Stream -- Seq-Based Streaming#
The Stream module bridges OCaml Seq.t lazy sequences with Scheme processing
functions. Most operations are plain sequence transforms; from_producer is the
one function that uses OCaml 5 effects to turn an imperative yield-style
producer into a lazy Seq.t.
| Function | Description |
|---|---|
from_producer f |
Create a Sexp.t Seq.t from a function using Effect.perform (Yield v). |
feed ctx ~proc ~init seq |
Fold a Scheme procedure over a sequence. |
fold ctx ~expr ~init seq |
Like feed but takes the procedure as a Scheme expression string. |
map ctx ~proc seq |
Map a Scheme procedure over a sequence. |
filter ctx ~pred seq |
Filter a sequence with a Scheme predicate. |
of_channel ctx ic |
Read lines as Scheme strings. |
of_int_seq ctx seq |
Convert int Seq.t to Sexp.t Seq.t. |
of_string_seq ctx seq |
Convert string Seq.t to Sexp.t Seq.t. |
to_scheme_list ctx seq |
Collect into a Scheme list. |
to_int_list seq |
Collect and extract integers. |
to_string_list seq |
Collect and extract strings. |
Io -- Output Capture and Port Redirection#
| Function | Description |
|---|---|
capture ctx f |
Redirect stdout/stderr, run f, return (result, stdout, stderr). Ports are restored afterward. |
set_input_string ctx s |
Set current input port to read from a string. |
redirect_output ctx |
Redirect stdout to string port. Returns thunk to get output. |
with_context#
val with_context : ?config:Context.config -> (Context.t -> 'a) -> 'a
Creates a context, runs the function, and destroys the context when done. The context is always cleaned up, even if the function raises an exception.
Memory Management#
chibi-ocaml coordinates two garbage collectors -- OCaml's GC and chibi-scheme's mark-and-sweep GC:
- Scheme values held by OCaml are protected from chibi's GC via
sexp_preserve_object. When the OCaml wrapper is finalized, the protection is released. - Contexts are reference-counted via the
aliveflag. Destroying a context invalidates all associated sexp wrappers. Using a sexp from a destroyed context raisesContext_destroyed. with_contextprovides bracket-style cleanup. Explicitdestroyis also supported and is idempotent.
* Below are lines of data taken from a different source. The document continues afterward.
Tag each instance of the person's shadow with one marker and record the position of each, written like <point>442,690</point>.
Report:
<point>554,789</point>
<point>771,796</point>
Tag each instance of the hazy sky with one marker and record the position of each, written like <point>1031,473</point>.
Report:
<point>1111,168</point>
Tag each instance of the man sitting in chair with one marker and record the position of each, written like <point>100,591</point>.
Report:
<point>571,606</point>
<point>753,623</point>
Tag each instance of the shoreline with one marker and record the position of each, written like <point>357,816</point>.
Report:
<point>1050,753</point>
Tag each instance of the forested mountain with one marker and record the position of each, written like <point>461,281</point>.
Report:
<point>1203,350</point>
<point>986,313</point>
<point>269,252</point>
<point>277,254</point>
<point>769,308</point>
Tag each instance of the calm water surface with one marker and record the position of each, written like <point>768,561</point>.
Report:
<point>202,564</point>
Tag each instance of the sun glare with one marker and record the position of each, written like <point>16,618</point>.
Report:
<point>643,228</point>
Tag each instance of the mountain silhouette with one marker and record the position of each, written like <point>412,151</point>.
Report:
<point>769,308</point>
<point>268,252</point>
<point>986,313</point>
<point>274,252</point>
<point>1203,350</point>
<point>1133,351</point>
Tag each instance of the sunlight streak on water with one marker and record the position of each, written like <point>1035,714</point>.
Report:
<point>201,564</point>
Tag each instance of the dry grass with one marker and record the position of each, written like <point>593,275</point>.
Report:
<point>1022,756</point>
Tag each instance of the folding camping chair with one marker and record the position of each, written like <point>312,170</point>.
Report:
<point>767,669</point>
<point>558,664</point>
You do not need to manually manage Scheme value lifetimes. Values are automatically released when they become unreachable from OCaml.
Thread Safety#
Each Context.t is an independent VM with its own heap. Different contexts can
be used from different OCaml domains (or OS threads) without synchronization.
However, a single context must not be accessed concurrently from multiple threads or domains. chibi-scheme's internal state is not thread-safe.
Building from Source#
Requirements:
- OCaml >= 5.1
- dune >= 3.22
- A C compiler (gcc or clang)
-lmand-ldl(standard on Linux; macOS provides these by default)
dune build # compile
dune runtest # run OCaml binding tests (97 tests)
dune exec bin/main.exe # run demo
dune exec test_runner/run_chibi_tests.exe # run chibi's own test suite
Test Results#
The chibi-scheme test suite passes through our bindings with the same results as the native chibi-scheme binary:
| Suite | Result |
|---|---|
| Basic tests (11) | 11/11 |
| R5RS | 189/189 |
| R7RS | 1224/1225 (1 embedding-specific: command-line) |
| Syntax | 12/12 |
| Unicode | 18/18 |
| Division | 294/304 (chibi bignum bug, same as native) |
| Library tests (all SRFIs + chibi libs) | 6455/6455 |
Total: 8197/8204 (99.9%). All failures are chibi-scheme's own bugs or inherent embedding differences, not binding issues.
License#
BSD-3-Clause. chibi-scheme is also BSD-licensed.